MuseumsQuartier — the 60 000 m² cultural complex in the former imperial Hofstallgebäude (built 1725 by Joseph Emanuel Fischer von Erlach, converted to cultural use in 2001), housing the Leopold Museum, MUMOK, Kunsthalle Wien, Architekturzentrum and the open courtyards used as a public living room year-round.
Mariahilfer Kirche — the 17th-century Barfüßerkirche on Barnabitengasse, the parish church that gave the district its name.
Hofmobiliendepot — the imperial furniture museum on Andreasgasse, holding the original furniture of the Habsburg court.
Theater an der Wien — the 1801 opera house just south of the district, where Beethoven premiered his only opera Fidelio in 1805.

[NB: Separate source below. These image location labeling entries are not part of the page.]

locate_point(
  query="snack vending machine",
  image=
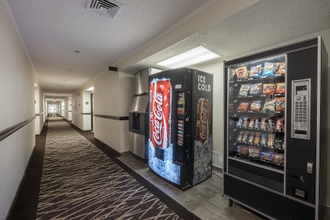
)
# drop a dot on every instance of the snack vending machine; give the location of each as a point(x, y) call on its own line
point(180, 130)
point(275, 150)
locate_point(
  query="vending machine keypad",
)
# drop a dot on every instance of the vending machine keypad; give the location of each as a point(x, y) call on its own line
point(300, 109)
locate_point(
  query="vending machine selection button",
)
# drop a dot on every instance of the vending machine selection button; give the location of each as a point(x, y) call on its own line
point(310, 168)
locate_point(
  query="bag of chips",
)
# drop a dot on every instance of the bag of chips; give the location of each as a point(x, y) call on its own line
point(280, 88)
point(243, 106)
point(255, 71)
point(278, 159)
point(279, 142)
point(255, 106)
point(270, 141)
point(263, 141)
point(240, 136)
point(257, 138)
point(263, 124)
point(245, 122)
point(267, 156)
point(243, 150)
point(245, 137)
point(280, 68)
point(279, 124)
point(244, 90)
point(239, 123)
point(257, 124)
point(270, 125)
point(241, 73)
point(232, 74)
point(254, 151)
point(269, 69)
point(256, 89)
point(280, 104)
point(269, 105)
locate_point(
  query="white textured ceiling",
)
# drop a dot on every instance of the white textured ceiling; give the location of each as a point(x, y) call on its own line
point(268, 22)
point(53, 30)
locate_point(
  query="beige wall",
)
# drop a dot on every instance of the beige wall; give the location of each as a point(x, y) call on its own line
point(216, 68)
point(113, 93)
point(17, 78)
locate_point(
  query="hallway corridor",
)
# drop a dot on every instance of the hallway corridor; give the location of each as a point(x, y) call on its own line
point(82, 180)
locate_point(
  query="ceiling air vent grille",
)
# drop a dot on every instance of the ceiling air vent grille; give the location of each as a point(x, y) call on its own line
point(107, 7)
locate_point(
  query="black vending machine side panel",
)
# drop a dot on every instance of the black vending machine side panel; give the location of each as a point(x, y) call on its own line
point(202, 140)
point(301, 148)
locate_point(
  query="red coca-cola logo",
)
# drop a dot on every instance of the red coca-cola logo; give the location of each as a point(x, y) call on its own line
point(159, 124)
point(240, 72)
point(203, 117)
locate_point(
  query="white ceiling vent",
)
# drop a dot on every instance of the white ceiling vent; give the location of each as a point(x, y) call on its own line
point(104, 7)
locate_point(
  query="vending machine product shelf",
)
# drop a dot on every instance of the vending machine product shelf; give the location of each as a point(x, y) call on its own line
point(275, 112)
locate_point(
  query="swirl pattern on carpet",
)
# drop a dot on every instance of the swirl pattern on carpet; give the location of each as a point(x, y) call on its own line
point(80, 182)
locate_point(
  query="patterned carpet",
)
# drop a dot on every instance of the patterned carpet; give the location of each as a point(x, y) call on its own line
point(80, 182)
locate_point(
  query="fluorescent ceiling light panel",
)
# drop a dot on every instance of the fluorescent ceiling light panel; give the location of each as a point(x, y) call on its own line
point(196, 55)
point(90, 89)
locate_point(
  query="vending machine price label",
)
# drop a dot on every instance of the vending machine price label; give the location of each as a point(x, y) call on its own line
point(300, 121)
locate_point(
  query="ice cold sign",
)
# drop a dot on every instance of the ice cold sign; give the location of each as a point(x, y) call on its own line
point(202, 86)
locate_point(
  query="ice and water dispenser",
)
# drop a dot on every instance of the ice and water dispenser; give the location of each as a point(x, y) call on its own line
point(139, 115)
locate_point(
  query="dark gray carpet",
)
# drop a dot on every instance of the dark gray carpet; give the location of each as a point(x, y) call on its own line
point(81, 182)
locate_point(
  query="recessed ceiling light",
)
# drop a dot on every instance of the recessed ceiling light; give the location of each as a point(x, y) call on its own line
point(90, 89)
point(196, 55)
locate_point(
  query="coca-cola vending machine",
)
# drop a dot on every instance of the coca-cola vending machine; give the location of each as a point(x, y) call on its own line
point(180, 130)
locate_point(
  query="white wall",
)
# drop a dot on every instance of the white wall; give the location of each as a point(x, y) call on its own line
point(216, 68)
point(113, 93)
point(38, 110)
point(17, 78)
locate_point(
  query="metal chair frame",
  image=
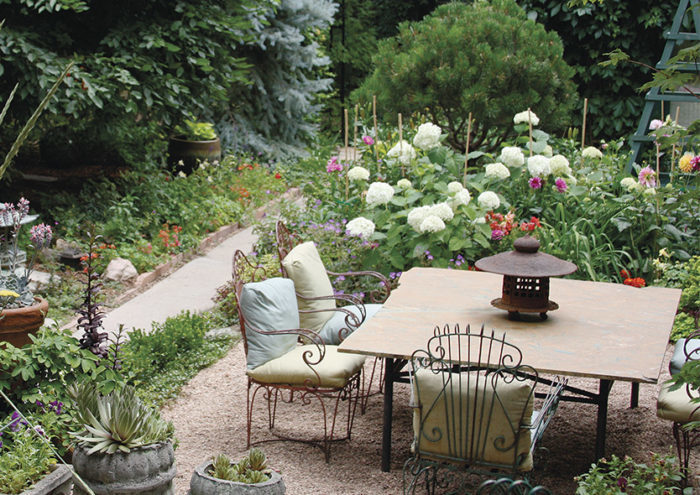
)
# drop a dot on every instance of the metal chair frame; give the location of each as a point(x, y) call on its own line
point(484, 360)
point(286, 241)
point(243, 272)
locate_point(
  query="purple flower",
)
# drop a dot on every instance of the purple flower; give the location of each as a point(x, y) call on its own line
point(561, 184)
point(535, 182)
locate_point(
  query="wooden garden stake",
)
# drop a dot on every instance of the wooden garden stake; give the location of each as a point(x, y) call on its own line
point(466, 151)
point(347, 184)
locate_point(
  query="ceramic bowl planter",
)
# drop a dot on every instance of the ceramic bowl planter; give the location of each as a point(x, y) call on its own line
point(17, 323)
point(143, 470)
point(205, 484)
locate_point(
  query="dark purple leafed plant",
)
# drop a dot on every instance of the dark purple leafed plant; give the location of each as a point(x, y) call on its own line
point(90, 319)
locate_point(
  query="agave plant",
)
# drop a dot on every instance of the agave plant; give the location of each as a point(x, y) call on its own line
point(116, 421)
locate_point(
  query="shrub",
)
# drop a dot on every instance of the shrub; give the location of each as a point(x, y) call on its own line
point(508, 62)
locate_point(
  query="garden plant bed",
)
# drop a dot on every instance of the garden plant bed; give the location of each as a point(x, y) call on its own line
point(209, 417)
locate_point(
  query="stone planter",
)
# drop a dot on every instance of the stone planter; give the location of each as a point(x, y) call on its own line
point(191, 152)
point(205, 484)
point(145, 470)
point(58, 482)
point(16, 324)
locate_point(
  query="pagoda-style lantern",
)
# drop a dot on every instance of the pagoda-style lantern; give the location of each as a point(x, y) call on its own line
point(526, 275)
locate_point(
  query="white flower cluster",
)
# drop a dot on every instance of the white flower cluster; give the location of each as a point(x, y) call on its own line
point(403, 152)
point(512, 156)
point(559, 166)
point(488, 200)
point(538, 166)
point(591, 152)
point(522, 118)
point(497, 170)
point(360, 226)
point(358, 173)
point(427, 137)
point(379, 193)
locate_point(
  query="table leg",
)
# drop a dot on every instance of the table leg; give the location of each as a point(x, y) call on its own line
point(634, 399)
point(603, 393)
point(388, 413)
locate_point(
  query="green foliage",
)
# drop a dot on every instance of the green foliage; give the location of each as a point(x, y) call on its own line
point(591, 30)
point(511, 63)
point(252, 469)
point(118, 421)
point(662, 476)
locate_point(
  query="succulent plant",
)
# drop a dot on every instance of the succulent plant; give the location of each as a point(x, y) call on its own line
point(116, 421)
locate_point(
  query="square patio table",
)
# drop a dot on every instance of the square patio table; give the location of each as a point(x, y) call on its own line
point(603, 331)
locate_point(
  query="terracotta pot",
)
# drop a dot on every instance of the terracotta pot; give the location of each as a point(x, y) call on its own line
point(191, 152)
point(16, 324)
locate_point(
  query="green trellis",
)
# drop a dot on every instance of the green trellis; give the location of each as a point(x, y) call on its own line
point(654, 97)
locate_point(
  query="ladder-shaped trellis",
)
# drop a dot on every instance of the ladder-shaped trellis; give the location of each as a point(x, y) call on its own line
point(655, 97)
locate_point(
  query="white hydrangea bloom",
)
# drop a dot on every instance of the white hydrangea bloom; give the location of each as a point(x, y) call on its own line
point(454, 187)
point(497, 170)
point(559, 165)
point(538, 166)
point(427, 137)
point(512, 156)
point(591, 152)
point(442, 211)
point(404, 184)
point(403, 152)
point(432, 224)
point(416, 217)
point(522, 118)
point(379, 193)
point(358, 173)
point(488, 200)
point(360, 226)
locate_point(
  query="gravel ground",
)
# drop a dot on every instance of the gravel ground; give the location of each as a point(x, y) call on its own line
point(209, 417)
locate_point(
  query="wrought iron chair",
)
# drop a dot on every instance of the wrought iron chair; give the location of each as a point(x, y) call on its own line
point(682, 405)
point(287, 363)
point(287, 242)
point(474, 411)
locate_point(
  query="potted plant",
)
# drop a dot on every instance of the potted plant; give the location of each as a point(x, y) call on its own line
point(124, 447)
point(250, 475)
point(193, 142)
point(22, 313)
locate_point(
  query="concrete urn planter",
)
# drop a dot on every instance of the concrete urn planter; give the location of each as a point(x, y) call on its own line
point(205, 484)
point(145, 470)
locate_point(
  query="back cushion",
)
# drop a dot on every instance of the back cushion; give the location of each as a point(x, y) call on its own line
point(269, 305)
point(305, 268)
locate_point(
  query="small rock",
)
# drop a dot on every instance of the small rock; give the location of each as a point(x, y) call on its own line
point(120, 269)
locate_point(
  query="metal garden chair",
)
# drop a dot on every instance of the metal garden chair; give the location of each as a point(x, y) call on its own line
point(474, 411)
point(288, 363)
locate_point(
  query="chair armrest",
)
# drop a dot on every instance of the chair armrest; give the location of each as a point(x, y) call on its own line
point(549, 407)
point(379, 295)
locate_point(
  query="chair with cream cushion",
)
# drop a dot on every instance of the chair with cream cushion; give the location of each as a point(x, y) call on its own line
point(287, 363)
point(682, 405)
point(473, 409)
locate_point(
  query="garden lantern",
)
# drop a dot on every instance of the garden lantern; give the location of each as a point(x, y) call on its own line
point(526, 274)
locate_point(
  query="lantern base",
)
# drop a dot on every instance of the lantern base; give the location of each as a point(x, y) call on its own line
point(514, 311)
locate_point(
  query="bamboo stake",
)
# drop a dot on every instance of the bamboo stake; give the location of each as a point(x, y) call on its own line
point(583, 128)
point(347, 183)
point(466, 151)
point(376, 135)
point(403, 172)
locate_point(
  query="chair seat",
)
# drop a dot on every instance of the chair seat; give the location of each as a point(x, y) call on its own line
point(334, 370)
point(675, 405)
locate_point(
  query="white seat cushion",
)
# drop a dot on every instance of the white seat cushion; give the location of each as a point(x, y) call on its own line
point(334, 370)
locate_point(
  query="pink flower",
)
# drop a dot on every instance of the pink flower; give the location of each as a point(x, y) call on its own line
point(535, 182)
point(647, 177)
point(333, 165)
point(655, 124)
point(561, 184)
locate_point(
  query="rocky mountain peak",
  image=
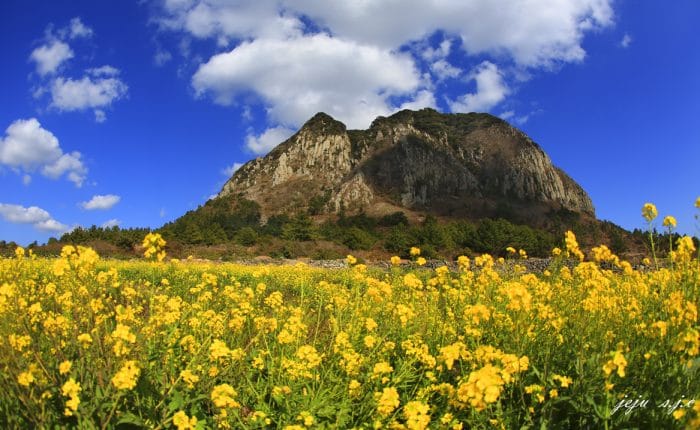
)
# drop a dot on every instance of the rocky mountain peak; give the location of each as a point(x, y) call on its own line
point(452, 165)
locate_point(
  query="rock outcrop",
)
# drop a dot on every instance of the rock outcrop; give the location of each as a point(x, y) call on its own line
point(466, 165)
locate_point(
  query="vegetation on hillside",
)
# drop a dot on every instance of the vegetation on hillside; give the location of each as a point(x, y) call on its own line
point(90, 343)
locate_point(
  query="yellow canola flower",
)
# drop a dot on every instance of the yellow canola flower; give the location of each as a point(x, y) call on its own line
point(649, 212)
point(183, 422)
point(387, 401)
point(154, 244)
point(670, 222)
point(64, 367)
point(618, 362)
point(306, 418)
point(189, 378)
point(127, 376)
point(25, 378)
point(417, 416)
point(71, 389)
point(223, 396)
point(572, 246)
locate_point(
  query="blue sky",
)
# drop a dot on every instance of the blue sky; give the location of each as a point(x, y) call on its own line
point(132, 113)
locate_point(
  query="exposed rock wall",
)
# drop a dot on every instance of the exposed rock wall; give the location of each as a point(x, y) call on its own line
point(416, 160)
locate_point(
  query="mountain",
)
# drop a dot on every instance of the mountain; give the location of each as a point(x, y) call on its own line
point(421, 162)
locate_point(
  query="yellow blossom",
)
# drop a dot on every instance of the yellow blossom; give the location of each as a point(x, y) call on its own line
point(71, 389)
point(649, 212)
point(670, 222)
point(183, 422)
point(25, 378)
point(223, 396)
point(64, 367)
point(127, 376)
point(417, 416)
point(387, 401)
point(189, 378)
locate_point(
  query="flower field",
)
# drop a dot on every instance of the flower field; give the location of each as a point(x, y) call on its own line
point(93, 343)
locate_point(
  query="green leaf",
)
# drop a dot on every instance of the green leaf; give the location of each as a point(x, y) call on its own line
point(176, 403)
point(129, 418)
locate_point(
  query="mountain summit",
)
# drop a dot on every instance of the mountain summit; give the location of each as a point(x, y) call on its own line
point(450, 165)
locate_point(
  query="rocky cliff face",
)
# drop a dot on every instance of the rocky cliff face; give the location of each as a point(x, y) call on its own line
point(469, 165)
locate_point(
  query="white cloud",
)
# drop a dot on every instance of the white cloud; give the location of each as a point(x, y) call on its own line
point(222, 20)
point(100, 116)
point(34, 215)
point(78, 29)
point(349, 58)
point(69, 164)
point(532, 32)
point(440, 52)
point(161, 57)
point(101, 202)
point(299, 77)
point(87, 93)
point(444, 70)
point(51, 225)
point(263, 143)
point(423, 99)
point(49, 57)
point(507, 115)
point(105, 70)
point(230, 170)
point(111, 223)
point(28, 146)
point(626, 41)
point(490, 90)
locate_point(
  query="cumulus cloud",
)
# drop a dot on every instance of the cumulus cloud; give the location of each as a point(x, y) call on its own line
point(90, 92)
point(27, 146)
point(444, 70)
point(39, 218)
point(359, 59)
point(105, 70)
point(423, 99)
point(101, 202)
point(161, 57)
point(626, 41)
point(230, 170)
point(223, 20)
point(301, 76)
point(77, 29)
point(49, 57)
point(98, 88)
point(490, 90)
point(532, 32)
point(263, 143)
point(111, 223)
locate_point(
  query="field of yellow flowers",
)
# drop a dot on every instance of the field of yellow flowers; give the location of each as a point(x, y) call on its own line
point(92, 343)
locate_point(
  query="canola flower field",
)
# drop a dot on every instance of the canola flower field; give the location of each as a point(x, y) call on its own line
point(93, 343)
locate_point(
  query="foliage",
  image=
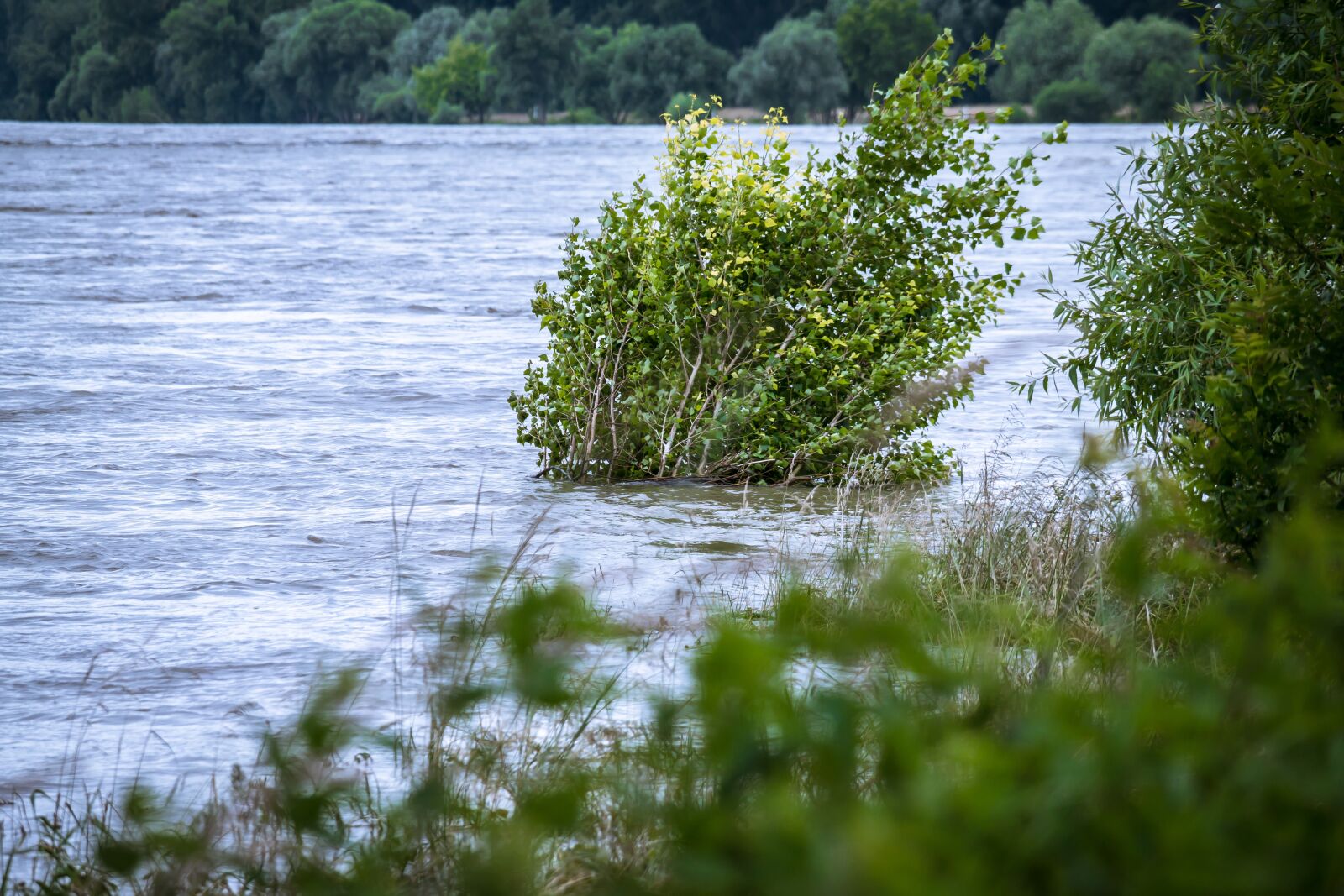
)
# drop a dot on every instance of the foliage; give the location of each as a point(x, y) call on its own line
point(423, 40)
point(463, 76)
point(203, 60)
point(972, 19)
point(225, 60)
point(335, 49)
point(1148, 65)
point(535, 51)
point(879, 38)
point(759, 322)
point(91, 90)
point(591, 80)
point(796, 67)
point(906, 741)
point(651, 65)
point(1210, 324)
point(1074, 100)
point(1046, 42)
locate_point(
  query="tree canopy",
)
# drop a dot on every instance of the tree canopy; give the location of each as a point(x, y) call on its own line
point(221, 60)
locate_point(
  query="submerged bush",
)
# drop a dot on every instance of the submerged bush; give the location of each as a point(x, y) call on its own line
point(911, 741)
point(768, 322)
point(1211, 324)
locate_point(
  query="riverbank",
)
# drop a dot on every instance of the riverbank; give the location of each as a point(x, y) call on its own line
point(1057, 684)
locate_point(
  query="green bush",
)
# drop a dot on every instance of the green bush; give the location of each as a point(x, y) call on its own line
point(759, 320)
point(795, 66)
point(897, 746)
point(1211, 327)
point(1073, 101)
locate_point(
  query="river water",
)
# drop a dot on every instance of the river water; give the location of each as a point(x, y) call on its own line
point(226, 355)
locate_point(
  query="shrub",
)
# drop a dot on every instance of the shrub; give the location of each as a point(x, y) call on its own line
point(761, 322)
point(1210, 325)
point(1073, 101)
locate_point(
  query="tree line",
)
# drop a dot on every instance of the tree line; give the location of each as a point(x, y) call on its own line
point(613, 60)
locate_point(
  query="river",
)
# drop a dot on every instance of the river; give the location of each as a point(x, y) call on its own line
point(226, 355)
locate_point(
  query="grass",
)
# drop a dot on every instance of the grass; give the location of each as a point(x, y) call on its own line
point(1057, 692)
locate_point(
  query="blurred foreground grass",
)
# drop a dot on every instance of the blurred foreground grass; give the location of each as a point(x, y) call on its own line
point(1061, 692)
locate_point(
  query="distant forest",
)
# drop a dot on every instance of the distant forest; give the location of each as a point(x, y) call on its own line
point(577, 60)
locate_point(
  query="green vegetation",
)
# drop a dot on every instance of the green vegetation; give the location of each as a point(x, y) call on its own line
point(1137, 718)
point(1066, 689)
point(754, 320)
point(879, 38)
point(1210, 329)
point(1073, 100)
point(463, 76)
point(1047, 40)
point(354, 60)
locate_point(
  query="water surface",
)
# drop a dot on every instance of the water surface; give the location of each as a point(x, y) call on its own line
point(226, 354)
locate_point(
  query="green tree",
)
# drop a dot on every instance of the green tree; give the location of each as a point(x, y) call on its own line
point(589, 85)
point(1148, 65)
point(535, 51)
point(425, 40)
point(1210, 322)
point(1046, 42)
point(763, 320)
point(91, 90)
point(463, 76)
point(878, 39)
point(318, 62)
point(280, 101)
point(1073, 101)
point(795, 66)
point(649, 65)
point(202, 60)
point(391, 96)
point(44, 42)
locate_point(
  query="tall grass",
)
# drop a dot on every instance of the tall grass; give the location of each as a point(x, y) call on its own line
point(1058, 692)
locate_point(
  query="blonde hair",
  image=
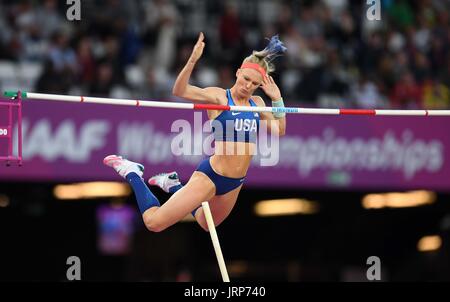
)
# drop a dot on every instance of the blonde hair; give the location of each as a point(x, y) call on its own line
point(265, 57)
point(259, 57)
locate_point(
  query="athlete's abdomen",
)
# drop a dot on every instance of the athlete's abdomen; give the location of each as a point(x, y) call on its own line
point(232, 159)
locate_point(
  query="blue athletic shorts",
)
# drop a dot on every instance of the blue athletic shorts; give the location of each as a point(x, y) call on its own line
point(223, 184)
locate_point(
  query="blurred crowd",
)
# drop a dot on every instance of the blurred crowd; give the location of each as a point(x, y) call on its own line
point(134, 49)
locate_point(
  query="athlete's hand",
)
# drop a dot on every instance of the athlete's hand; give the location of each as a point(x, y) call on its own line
point(270, 88)
point(198, 49)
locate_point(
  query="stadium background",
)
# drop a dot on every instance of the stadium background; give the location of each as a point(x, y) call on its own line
point(336, 58)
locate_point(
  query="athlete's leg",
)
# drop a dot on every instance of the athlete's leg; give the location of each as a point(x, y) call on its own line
point(198, 189)
point(169, 183)
point(221, 206)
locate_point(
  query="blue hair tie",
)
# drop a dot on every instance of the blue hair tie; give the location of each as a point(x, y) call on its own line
point(274, 48)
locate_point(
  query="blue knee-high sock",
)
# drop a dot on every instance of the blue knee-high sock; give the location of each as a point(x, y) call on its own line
point(176, 188)
point(144, 196)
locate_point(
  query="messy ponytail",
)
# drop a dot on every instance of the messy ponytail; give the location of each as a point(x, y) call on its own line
point(265, 57)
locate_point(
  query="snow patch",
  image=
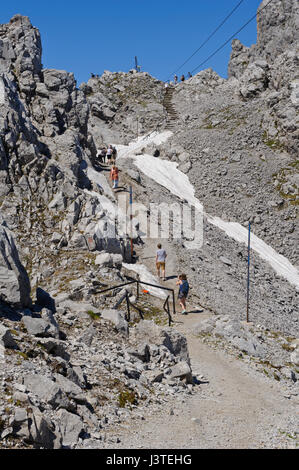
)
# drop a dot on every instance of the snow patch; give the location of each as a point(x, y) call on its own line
point(167, 175)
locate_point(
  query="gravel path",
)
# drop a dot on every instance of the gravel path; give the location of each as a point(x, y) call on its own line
point(233, 406)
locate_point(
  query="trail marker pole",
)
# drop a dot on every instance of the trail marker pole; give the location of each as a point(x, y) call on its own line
point(248, 273)
point(131, 221)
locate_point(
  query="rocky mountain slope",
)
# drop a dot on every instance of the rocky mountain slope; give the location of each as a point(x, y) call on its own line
point(73, 366)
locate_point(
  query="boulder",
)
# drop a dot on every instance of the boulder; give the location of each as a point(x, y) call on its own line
point(109, 260)
point(42, 327)
point(46, 390)
point(6, 338)
point(118, 320)
point(182, 371)
point(147, 331)
point(71, 426)
point(14, 280)
point(41, 431)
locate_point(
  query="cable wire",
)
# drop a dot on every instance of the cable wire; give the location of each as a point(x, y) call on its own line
point(232, 37)
point(207, 40)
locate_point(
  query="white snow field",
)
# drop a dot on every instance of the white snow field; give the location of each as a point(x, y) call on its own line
point(166, 174)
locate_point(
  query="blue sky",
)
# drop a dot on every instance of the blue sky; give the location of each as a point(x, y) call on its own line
point(96, 35)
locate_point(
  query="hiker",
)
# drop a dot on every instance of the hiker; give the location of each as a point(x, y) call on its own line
point(102, 155)
point(114, 176)
point(160, 261)
point(183, 291)
point(114, 154)
point(109, 154)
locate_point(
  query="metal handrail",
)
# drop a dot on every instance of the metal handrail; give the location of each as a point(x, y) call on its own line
point(129, 303)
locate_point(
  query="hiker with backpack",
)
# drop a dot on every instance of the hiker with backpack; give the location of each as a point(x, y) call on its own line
point(114, 176)
point(114, 154)
point(102, 155)
point(109, 154)
point(161, 256)
point(183, 291)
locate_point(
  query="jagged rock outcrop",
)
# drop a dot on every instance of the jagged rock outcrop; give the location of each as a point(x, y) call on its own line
point(272, 65)
point(14, 280)
point(123, 106)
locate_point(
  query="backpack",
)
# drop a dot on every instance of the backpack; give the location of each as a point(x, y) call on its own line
point(184, 288)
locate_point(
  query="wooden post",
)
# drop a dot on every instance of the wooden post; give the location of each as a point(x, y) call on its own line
point(128, 307)
point(131, 221)
point(248, 274)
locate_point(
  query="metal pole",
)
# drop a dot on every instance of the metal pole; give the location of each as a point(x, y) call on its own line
point(248, 274)
point(128, 306)
point(131, 221)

It's Vienna's largest and most famous shopping street, 1.8 km long in its inner section, running from the MuseumsQuartier to the Mariahilfer Gürtel. Named after the Mariahilf district in 1897 and largely pedestrianised in 2015, it's the city's defining retail and pedestrian artery — Roman-era foundations were confirmed under it in 1914 archaeological digs.
Mariahilf is more retail and culture, less legal and finance. Innere Stadt is more formal and palais-bound, Mariahilf is dense pedestrian shopping and MuseumsQuartier-adjacent. The two are 5 minutes apart across the Ring, and the price level in Mariahilf is noticeably lower than inside the Ring.
Three stations along the Mariahilfer Straße: MuseumsQuartier (U2) at the eastern end, Neubaugasse (U3) midway, and Westbahnhof (U3 + U6) at the western end. Most coworking buildings are within 5 minutes' walk of one of them.
The 60 000 m² cultural complex in the former imperial Hofstallgebäude, built in 1725 by Joseph Emanuel Fischer von Erlach for the Habsburg horse stables, used as the "Messepalast" for trade fairs from 1921, and converted to cultural use in 2001. Today it houses the Leopold Museum, MUMOK, Kunsthalle Wien, the Architekturzentrum and a constellation of smaller venues, with open courtyards used year-round as Vienna's public living room.
Yes — the Innere Stadt with the Hofburg, Stephansdom and Ringstraße sights is 5 minutes east; the Naschmarkt and Karlsplatz 8 minutes south; Schloss Schönbrunn 4 U-Bahn stops west on the U4. Mariahilf coworking members typically build their work-life rhythm around the MQ rather than commuting elsewhere for culture.
Yes — Mariahilf has higher day-pass capacity than the Innere Stadt thanks to operators like MEINS01 - Coworking Spaces at Mariahilfer Straße 101 and the Regus location at Mariahilfer Straße 123. The price level is also more accessible than the 1010 boutique premium tier.